It's a contentious issue in queer circles - what responsibility, if any, does a person have to come out of their particular closet? It's an especially thorny issue when you get into the less common sexual minorities - do asexuals, for example, have to come out, particularly if they expect their friends or family to perceive their orientation as indistinguishable from simply having a low libido? Do you have a responsibility to your fellow sexual minorities to be out and proud, to be visible, to represent? I know I wouldn't be particularly comfortable with the idea that my day-to-day conduct was being taken as representative of all cartoonists, or all dudes with shaved heads.

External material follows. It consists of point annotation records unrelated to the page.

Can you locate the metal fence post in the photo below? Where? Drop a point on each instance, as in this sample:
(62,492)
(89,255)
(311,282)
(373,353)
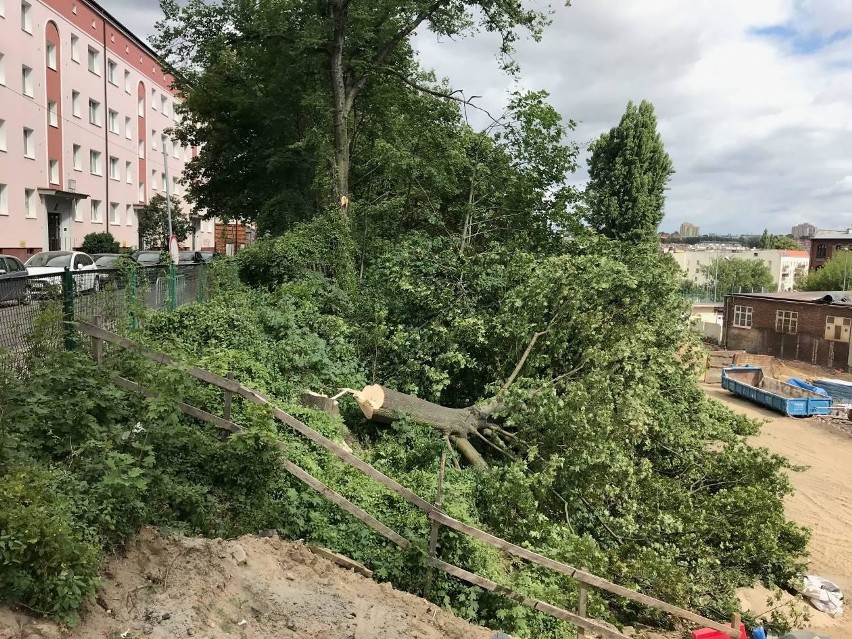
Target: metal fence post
(202,273)
(172,301)
(131,295)
(68,309)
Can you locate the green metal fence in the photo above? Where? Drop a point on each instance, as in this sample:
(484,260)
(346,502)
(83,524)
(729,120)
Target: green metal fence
(37,313)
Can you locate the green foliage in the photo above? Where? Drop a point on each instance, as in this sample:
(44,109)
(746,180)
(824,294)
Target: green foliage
(154,222)
(734,275)
(100,243)
(835,275)
(629,170)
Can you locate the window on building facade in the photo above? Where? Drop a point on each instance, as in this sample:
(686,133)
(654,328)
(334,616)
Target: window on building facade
(786,322)
(26,17)
(94,61)
(27,81)
(837,329)
(29,202)
(95,162)
(94,112)
(742,316)
(51,56)
(29,144)
(95,211)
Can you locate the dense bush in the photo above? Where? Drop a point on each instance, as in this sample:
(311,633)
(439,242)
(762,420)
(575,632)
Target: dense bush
(100,243)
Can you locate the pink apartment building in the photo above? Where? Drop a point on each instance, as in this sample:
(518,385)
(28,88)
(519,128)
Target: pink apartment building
(84,106)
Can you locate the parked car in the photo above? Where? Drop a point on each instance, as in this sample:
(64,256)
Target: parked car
(55,263)
(14,285)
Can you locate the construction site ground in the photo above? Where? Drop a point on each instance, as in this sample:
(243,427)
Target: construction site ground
(823,497)
(248,588)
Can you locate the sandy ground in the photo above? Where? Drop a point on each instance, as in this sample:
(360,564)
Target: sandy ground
(823,497)
(250,588)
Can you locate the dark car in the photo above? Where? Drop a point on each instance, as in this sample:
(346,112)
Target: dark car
(14,285)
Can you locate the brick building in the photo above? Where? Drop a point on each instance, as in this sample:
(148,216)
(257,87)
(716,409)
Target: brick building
(807,326)
(825,244)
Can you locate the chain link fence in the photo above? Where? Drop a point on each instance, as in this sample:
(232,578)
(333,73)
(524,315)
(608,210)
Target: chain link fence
(37,312)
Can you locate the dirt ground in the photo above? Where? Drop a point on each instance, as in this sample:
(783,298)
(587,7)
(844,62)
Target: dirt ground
(250,588)
(822,501)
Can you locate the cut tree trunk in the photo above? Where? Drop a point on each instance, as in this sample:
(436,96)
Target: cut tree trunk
(386,405)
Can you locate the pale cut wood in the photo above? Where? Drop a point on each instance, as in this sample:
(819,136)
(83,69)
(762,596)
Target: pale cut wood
(591,625)
(342,561)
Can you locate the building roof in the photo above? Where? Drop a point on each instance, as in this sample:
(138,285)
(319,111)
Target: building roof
(833,235)
(838,298)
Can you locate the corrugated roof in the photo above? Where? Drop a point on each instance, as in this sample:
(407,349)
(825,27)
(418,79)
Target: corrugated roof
(839,298)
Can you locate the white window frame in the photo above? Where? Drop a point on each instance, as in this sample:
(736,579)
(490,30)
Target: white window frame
(27,81)
(50,54)
(95,213)
(94,112)
(786,322)
(29,143)
(95,166)
(26,17)
(29,203)
(112,71)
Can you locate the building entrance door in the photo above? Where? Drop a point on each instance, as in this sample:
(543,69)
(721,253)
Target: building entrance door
(54,239)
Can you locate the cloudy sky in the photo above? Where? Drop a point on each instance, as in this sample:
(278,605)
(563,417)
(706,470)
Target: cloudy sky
(754,97)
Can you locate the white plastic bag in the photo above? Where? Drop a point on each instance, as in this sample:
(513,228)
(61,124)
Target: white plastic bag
(824,595)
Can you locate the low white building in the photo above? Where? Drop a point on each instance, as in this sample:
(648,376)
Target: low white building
(784,265)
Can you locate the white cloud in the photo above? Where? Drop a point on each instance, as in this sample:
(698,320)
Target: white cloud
(753,97)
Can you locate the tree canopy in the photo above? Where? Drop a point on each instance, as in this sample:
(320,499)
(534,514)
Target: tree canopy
(629,171)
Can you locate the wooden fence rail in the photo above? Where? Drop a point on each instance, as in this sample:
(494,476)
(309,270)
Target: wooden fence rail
(231,387)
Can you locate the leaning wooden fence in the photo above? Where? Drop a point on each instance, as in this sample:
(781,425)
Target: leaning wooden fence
(231,387)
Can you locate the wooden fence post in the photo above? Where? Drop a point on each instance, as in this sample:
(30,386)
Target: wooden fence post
(582,604)
(436,526)
(97,342)
(226,413)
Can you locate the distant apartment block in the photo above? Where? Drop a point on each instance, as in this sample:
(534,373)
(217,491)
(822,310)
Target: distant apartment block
(825,244)
(689,230)
(84,109)
(803,231)
(784,265)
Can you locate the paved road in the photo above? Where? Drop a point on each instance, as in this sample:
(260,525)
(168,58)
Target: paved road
(823,497)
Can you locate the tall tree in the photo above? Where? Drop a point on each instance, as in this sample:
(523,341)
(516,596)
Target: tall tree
(336,50)
(628,173)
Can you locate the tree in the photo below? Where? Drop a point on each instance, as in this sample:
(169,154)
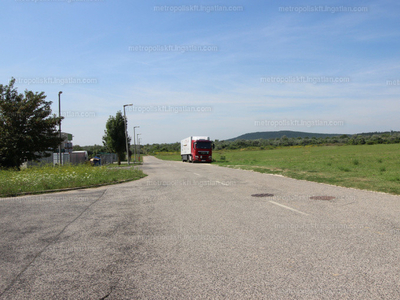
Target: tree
(114,138)
(27,131)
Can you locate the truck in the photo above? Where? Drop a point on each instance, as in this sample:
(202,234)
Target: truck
(197,149)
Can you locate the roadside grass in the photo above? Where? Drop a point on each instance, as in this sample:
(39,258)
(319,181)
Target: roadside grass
(369,167)
(175,156)
(45,178)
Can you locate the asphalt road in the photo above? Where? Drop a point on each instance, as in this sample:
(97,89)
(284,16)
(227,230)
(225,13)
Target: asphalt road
(194,231)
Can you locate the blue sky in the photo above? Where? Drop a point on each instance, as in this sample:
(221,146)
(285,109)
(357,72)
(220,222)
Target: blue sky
(318,66)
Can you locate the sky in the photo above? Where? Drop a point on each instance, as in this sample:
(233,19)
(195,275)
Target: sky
(210,68)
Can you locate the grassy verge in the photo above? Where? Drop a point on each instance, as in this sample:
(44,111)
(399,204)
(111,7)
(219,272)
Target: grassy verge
(40,179)
(175,156)
(370,167)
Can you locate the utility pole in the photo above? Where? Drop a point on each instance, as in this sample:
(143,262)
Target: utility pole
(126,134)
(59,128)
(134,142)
(139,145)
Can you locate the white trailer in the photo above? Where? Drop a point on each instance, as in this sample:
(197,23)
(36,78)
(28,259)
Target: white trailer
(196,149)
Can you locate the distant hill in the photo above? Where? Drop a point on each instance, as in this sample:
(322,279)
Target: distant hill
(278,134)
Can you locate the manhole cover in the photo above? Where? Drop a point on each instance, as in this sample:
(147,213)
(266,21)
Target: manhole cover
(322,198)
(262,195)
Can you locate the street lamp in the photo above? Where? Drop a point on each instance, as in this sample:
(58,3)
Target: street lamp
(137,136)
(59,128)
(134,143)
(126,134)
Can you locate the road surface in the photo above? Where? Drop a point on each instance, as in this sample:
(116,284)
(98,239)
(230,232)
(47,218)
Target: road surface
(194,231)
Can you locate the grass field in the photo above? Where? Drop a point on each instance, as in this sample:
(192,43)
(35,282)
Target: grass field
(40,179)
(370,167)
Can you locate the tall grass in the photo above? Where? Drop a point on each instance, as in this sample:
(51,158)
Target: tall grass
(371,167)
(44,178)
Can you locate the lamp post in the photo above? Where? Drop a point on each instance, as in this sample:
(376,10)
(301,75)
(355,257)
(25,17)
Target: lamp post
(59,127)
(134,143)
(126,134)
(139,145)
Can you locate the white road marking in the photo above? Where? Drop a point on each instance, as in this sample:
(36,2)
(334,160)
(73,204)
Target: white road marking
(287,207)
(221,183)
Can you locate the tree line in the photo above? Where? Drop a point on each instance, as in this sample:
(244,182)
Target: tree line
(392,137)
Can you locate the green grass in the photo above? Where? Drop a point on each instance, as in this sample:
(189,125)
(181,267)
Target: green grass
(370,167)
(40,179)
(175,156)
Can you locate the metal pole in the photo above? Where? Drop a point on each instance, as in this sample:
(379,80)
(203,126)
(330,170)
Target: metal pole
(59,128)
(134,143)
(126,134)
(139,145)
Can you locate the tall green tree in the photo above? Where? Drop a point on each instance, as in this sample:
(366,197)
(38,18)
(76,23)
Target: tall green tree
(27,128)
(114,138)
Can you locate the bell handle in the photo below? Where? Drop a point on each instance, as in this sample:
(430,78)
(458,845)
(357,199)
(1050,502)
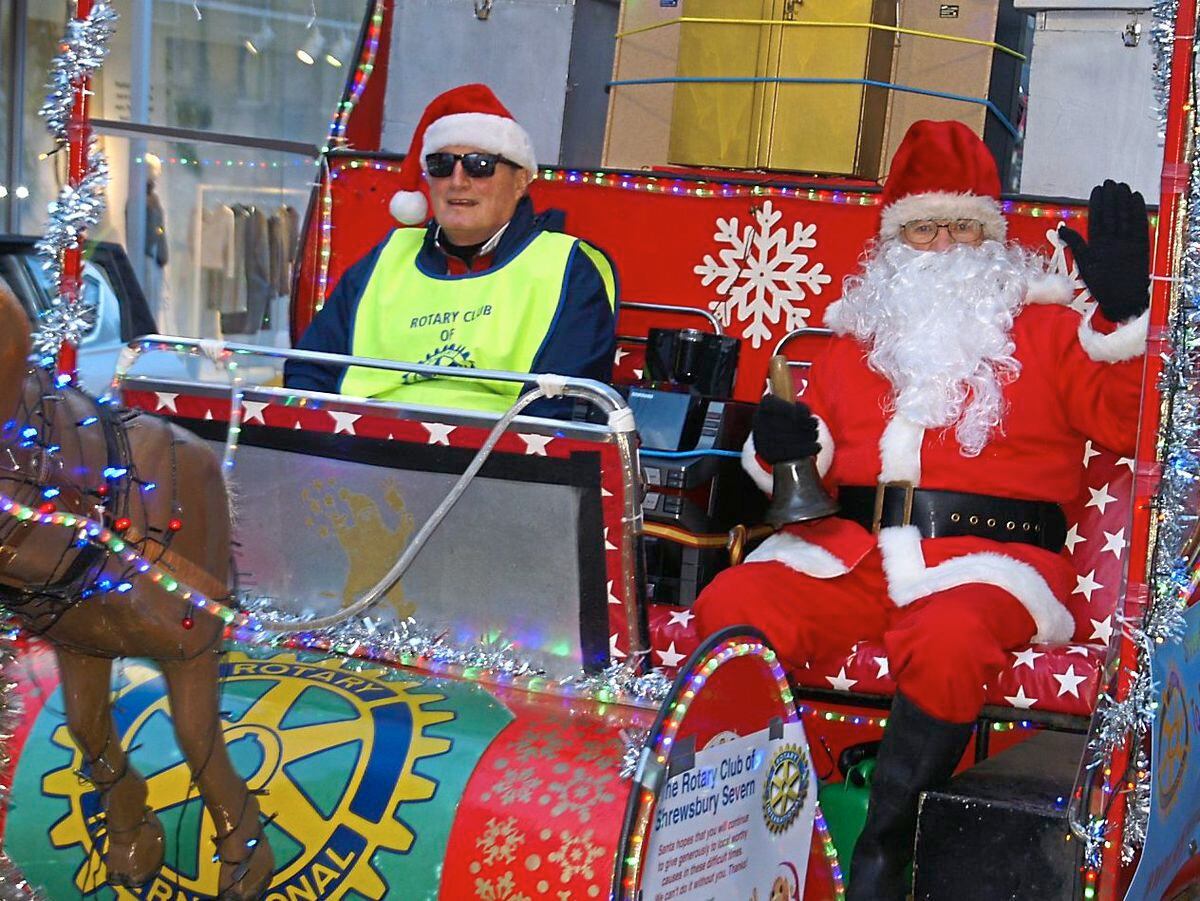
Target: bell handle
(779,376)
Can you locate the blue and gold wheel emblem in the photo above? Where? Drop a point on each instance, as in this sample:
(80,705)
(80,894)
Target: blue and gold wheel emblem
(786,785)
(333,749)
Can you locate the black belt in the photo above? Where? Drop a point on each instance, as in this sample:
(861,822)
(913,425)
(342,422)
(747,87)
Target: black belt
(954,514)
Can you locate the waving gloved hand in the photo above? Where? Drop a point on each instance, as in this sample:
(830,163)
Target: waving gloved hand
(784,431)
(1114,260)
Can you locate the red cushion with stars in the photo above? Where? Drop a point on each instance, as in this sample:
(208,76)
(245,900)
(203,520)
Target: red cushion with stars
(1048,678)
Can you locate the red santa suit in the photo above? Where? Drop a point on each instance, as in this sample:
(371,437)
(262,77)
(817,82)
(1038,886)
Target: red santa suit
(947,608)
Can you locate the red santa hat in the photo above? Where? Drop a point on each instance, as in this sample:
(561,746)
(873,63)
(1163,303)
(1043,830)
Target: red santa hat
(469,115)
(942,170)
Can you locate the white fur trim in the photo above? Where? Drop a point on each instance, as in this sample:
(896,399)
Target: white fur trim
(798,554)
(910,580)
(945,205)
(1126,342)
(760,474)
(825,456)
(1050,288)
(491,133)
(409,208)
(900,451)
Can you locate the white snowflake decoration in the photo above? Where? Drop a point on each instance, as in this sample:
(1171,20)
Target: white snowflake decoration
(762,275)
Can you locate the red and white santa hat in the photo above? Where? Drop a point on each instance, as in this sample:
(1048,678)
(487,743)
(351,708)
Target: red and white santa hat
(942,170)
(469,115)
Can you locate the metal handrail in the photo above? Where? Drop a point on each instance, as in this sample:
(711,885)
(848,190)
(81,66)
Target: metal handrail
(672,308)
(621,421)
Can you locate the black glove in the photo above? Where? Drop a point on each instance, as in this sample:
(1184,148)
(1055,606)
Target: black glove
(784,431)
(1115,258)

And of course, some minorities are more visible than others, some minorities have better public images than others, some minorities have more hurdles to jump than others. Coming out as an atheist is a very different circumstance from coming out transgender, which is very different from coming out as being in an open relationship, which is very different from coming out as having depression.

And it isn't just a one-time thing, either. Unless you're a celebrity, you can't just send out a press release saying "BTW, I'm gay" and be done with it. I have a friend who happens to be one of the aforementioned minorities, and it's been incredible to me, even from the outside, seeing how long and laborious and stressful the process of her coming out has been. She's still not done with it - I'm not sure if she ever will be completely done with it.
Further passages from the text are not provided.